Firefighters unions agree to pay freeze, village to hire and promote within department

The South Orange Board of Trustees passed resolutions memorializing an agreement with the local firefighter unions on salary freezes to make up for budget shortfalls as a result of the COVID-19 pandemic.

SOUTH ORANGE, NJ — The South Orange Board of Trustees passed two resolutions at a special meeting on Aug. 3, both memorandums of agreement with the local firefighters unions to enact a salary freeze through 2021 as a result of budget shortfalls caused by the ongoing COVID-19 pandemic. Both FMBA Local 40 and FMBA Local 240 joined the South Orange Police Department’s Superior Officers Association and the Teamsters Union in making agreements with the village. The resolutions passed with a vote of 5-0; Trustee Karen Hartshorn Hilton was absent.

“It was very productive for us to have a dialogue with these unions,” South Orange Village President Sheena Collum said at the meeting. “We are expecting that we’re also going to be making some promotions in the near future and we’ll also be making some hires as well, to address some of the concerns that they raised, and we certainly share, about overtime.”

Collum, the BOT and village administration had been involved in tense negotiations with the fire unions over the last few months.
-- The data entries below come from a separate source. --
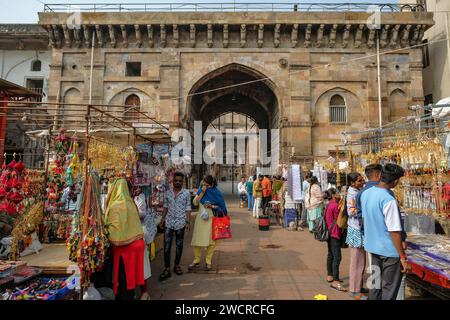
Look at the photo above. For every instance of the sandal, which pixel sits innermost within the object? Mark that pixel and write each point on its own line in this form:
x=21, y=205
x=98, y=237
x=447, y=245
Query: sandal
x=166, y=274
x=358, y=296
x=177, y=270
x=193, y=266
x=339, y=287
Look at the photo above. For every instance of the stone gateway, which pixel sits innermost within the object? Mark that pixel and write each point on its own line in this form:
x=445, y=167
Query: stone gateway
x=310, y=74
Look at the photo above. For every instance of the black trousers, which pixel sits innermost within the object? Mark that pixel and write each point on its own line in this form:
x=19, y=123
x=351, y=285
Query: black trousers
x=179, y=238
x=264, y=203
x=386, y=278
x=334, y=258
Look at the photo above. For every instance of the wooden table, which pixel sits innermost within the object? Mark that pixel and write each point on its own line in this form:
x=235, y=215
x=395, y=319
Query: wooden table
x=53, y=259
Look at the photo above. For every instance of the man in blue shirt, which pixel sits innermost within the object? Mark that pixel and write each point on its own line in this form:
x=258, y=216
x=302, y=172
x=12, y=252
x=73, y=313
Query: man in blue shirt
x=373, y=173
x=305, y=186
x=383, y=235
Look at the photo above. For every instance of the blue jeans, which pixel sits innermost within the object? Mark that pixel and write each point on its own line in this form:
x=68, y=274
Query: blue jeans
x=168, y=236
x=251, y=201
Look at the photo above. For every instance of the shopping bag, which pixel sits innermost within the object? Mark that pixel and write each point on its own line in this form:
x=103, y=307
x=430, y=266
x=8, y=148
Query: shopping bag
x=221, y=228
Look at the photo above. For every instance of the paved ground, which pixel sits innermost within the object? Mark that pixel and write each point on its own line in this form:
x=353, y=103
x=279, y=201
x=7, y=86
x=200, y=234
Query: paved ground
x=275, y=264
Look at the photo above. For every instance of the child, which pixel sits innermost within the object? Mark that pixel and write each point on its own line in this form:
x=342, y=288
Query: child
x=334, y=241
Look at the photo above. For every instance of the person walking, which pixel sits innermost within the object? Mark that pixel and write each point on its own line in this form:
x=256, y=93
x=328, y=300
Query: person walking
x=355, y=239
x=242, y=191
x=305, y=186
x=176, y=217
x=334, y=242
x=383, y=234
x=373, y=174
x=257, y=194
x=126, y=237
x=141, y=204
x=266, y=192
x=208, y=198
x=313, y=202
x=249, y=188
x=276, y=186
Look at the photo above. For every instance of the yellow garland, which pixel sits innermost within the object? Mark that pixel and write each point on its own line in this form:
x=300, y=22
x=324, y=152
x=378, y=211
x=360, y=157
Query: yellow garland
x=27, y=225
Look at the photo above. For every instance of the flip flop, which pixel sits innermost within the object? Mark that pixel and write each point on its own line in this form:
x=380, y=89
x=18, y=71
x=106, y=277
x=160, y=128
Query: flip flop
x=339, y=287
x=193, y=266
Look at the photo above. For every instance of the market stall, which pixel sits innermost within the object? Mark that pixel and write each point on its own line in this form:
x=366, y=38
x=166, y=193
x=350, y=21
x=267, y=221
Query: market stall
x=68, y=206
x=420, y=144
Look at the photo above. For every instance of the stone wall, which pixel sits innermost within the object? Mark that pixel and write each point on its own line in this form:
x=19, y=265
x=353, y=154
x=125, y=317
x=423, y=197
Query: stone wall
x=308, y=57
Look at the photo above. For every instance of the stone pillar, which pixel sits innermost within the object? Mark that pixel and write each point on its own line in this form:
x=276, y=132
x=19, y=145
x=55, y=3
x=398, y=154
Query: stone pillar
x=169, y=108
x=296, y=127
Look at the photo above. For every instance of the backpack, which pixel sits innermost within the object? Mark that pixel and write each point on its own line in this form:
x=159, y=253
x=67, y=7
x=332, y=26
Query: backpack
x=320, y=229
x=343, y=215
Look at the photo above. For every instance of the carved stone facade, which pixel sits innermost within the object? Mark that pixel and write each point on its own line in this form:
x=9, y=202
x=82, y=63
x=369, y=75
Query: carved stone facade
x=303, y=59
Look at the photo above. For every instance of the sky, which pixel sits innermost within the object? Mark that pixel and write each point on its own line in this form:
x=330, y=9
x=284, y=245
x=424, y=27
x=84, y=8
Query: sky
x=25, y=11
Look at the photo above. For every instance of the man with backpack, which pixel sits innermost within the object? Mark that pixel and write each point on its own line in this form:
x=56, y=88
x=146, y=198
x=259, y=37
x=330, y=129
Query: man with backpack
x=383, y=235
x=373, y=173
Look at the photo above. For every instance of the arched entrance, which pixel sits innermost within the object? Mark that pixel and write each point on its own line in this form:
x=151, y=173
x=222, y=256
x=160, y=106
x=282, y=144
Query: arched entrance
x=245, y=96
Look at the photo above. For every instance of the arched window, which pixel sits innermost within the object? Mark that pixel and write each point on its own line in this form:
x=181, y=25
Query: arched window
x=132, y=108
x=338, y=109
x=36, y=65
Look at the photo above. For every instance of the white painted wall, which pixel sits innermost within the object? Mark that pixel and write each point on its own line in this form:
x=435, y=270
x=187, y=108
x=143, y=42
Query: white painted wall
x=15, y=66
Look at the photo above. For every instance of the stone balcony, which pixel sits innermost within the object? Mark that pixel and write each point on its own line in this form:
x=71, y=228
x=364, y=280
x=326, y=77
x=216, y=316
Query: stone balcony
x=244, y=29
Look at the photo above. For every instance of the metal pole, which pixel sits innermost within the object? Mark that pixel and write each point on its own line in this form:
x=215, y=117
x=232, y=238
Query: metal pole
x=380, y=118
x=232, y=162
x=92, y=67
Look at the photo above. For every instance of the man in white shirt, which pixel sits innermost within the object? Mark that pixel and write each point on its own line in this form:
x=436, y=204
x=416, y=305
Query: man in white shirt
x=305, y=186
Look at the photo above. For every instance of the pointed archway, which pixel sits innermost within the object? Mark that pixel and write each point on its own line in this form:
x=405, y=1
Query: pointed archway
x=235, y=89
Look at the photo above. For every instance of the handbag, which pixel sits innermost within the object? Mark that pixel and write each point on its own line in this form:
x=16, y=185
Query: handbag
x=221, y=227
x=204, y=214
x=320, y=229
x=343, y=216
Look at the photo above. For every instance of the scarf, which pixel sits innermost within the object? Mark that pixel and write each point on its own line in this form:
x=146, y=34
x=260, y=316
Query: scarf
x=121, y=215
x=215, y=197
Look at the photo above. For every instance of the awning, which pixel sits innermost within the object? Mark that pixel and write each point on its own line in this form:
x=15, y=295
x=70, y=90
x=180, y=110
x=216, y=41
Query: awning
x=13, y=90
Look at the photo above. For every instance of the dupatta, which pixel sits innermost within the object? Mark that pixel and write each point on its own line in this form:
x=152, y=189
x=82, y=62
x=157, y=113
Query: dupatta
x=121, y=215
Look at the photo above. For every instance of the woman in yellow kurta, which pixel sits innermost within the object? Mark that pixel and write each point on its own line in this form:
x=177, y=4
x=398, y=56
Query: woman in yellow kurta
x=208, y=198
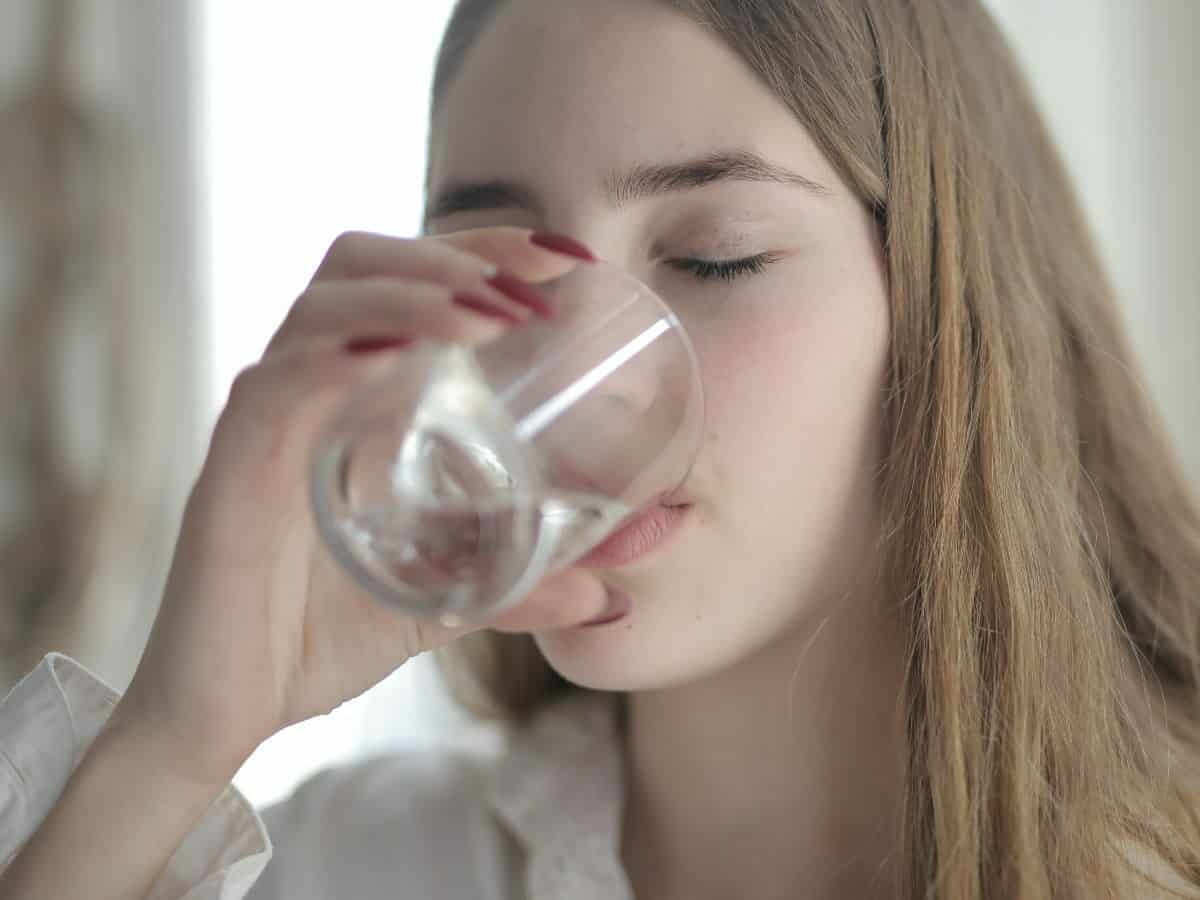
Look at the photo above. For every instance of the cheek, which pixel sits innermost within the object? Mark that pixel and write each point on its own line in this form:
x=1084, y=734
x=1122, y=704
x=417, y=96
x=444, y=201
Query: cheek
x=793, y=387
At a BOT meeting on June 8, at which the board passed the 2020 municipal budget, Deputy Fire Chief Michael Commins said a pay freeze through 2022 would shortchange the department.

The agreement that the unions and the village came to instead freezes department salaries through 2021. Firefighters who are promoted will see salary increases, but at 2 percent less than what the increase would have been without the freeze. South Orange is also going to hire five new firefighters and promote two to captain.

“I certainly appreciate the unions coming to the table,” Collum said at the meeting. “This is now four out of five unions who have signed an agreement with the township in order to help some of our budget shortfalls.”

Trustee Donna Coallier thanked the union representatives who participated in the negotiations, as well as village administrator Adam Loehner.

“It’s really been an incredible process, and I think everybody involved has been learning a lot from the process,” she said at the meeting. “I’m pleased with the outcome and pleased that we have this robust process in place now.”

Steve Lenox, a spokesperson for the fire unions, declined to comment on the resolution in an email to the News-Record on Aug. 10, saying the unions would prefer to let the agreement speak for itself.

With the passing of the resolutions, the only union that has not yet come to an agreement with the village is police union PBA Local 12; a request for comment was not responded to by press time on Aug. 11.